Una diversa visione della malattia

Le infermiere hanno parlato di “dolore etnico” per descrivere la tendenza dei pazienti appartenenti alle minoranze etniche a parlare frequentemente del loro dolore. Tale atteggiamento è stato giustificato con l’adozione di una diversa visione etnico-culturale della malattia e della soglia del dolore. Anche la mancanza di conoscenze in materia di anatomia e fisiologia è ritenuto da loro un fatto culturale.

Studi precedenti si sono soffermati sull’analisi delle differenze culturali per quanto concerne la soglia del dolore, ma non sono state date risposte chiare. Sembra che l’espressione del dolore sia legata ad aspettative culturali connesse con il momento e le modalità di tale espressione – più che determinate dal dolore in sé. L’antropologa medica danese Beth Elverdam ha parlato dei connotati culturali propri dei meccanismi di reazione e di espressione del dolore, prodotto dell’attività di socializzazione. Pertanto, l’esperienza delle infermiere e degli infermieri va considerata come il frutto dell’approccio e del quadro culturale di riferimento, in questo caso quello danese, secondo cui i bravi pazienti sopportano stoicamente il dolore. Beth Elverdam sostiene, inoltre, che la scarsità di conoscenze a disposizione sulle funzioni biologiche del corpo non è sinonimo di una scarsa consapevolezza del proprio corpo, in quanto anche percezioni e interpretazioni dei sintomi della malattia sono condizionati dalla cultura. Quando i pazienti appartenenti a minoranze etniche preferiscono stare a letto, non fanno altro che conformarsi al comportamento dettatogli dal loro sistema culturale di riferimento, sostanzialmente diverso da quello cui si rifanno gli operatori sanitari danesi.

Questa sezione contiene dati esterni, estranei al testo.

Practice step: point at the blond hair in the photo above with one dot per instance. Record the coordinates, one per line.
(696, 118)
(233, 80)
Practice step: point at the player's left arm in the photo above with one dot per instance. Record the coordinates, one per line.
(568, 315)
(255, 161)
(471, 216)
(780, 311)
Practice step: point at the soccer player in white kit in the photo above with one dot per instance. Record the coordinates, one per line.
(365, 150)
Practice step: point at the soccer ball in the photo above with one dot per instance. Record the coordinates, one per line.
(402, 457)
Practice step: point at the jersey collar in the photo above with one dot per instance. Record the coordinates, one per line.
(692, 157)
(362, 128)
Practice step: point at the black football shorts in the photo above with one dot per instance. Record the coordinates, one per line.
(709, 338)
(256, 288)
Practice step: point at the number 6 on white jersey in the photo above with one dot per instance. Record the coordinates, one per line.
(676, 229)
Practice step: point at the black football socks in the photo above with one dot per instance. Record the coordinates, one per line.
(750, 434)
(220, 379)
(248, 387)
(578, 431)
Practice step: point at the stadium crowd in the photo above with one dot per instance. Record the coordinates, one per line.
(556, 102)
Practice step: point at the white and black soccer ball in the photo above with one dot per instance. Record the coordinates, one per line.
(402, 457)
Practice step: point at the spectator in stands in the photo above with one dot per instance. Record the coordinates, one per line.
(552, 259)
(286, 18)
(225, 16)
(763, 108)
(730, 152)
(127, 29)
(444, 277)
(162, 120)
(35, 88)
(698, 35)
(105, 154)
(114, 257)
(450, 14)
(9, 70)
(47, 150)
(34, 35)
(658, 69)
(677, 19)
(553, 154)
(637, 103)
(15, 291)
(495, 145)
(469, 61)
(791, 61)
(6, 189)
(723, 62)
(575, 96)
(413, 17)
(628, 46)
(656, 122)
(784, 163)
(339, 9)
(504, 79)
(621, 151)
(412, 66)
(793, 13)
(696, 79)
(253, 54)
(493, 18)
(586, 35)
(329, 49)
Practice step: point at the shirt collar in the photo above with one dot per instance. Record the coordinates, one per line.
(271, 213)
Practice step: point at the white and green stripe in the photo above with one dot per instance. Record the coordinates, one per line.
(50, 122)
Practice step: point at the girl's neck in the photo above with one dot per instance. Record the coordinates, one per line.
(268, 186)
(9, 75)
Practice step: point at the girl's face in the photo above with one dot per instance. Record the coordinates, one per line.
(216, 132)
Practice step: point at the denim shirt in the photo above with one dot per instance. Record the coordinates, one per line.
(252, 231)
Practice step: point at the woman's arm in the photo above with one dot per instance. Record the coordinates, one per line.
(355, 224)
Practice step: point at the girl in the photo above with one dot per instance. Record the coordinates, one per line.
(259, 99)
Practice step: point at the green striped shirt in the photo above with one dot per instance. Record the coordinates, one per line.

Comportamenti sociali e culturali differenti

Infermieri ed infermiere hanno discusso delle differenze legate al cibo e al flusso di visitatori, nonché al ruolo passivo che generalmente caratterizza i pazienti appartenenti a minoranze etniche.

L’esperienza riflette la cristallizzazione sociale e culturale dei ruoli di pazienti e professionisti nel campo dell’assistenza sanitaria. Maggiore sarà l’autorevolezza acquisita dal professionista, minore sarà il ruolo ricoperto dal paziente. Essere nati e cresciuti in un sistema più dialogico e meno autoritario rende difficile per gli operatori sanitari avere a che fare col comportamento passivo dei pazienti.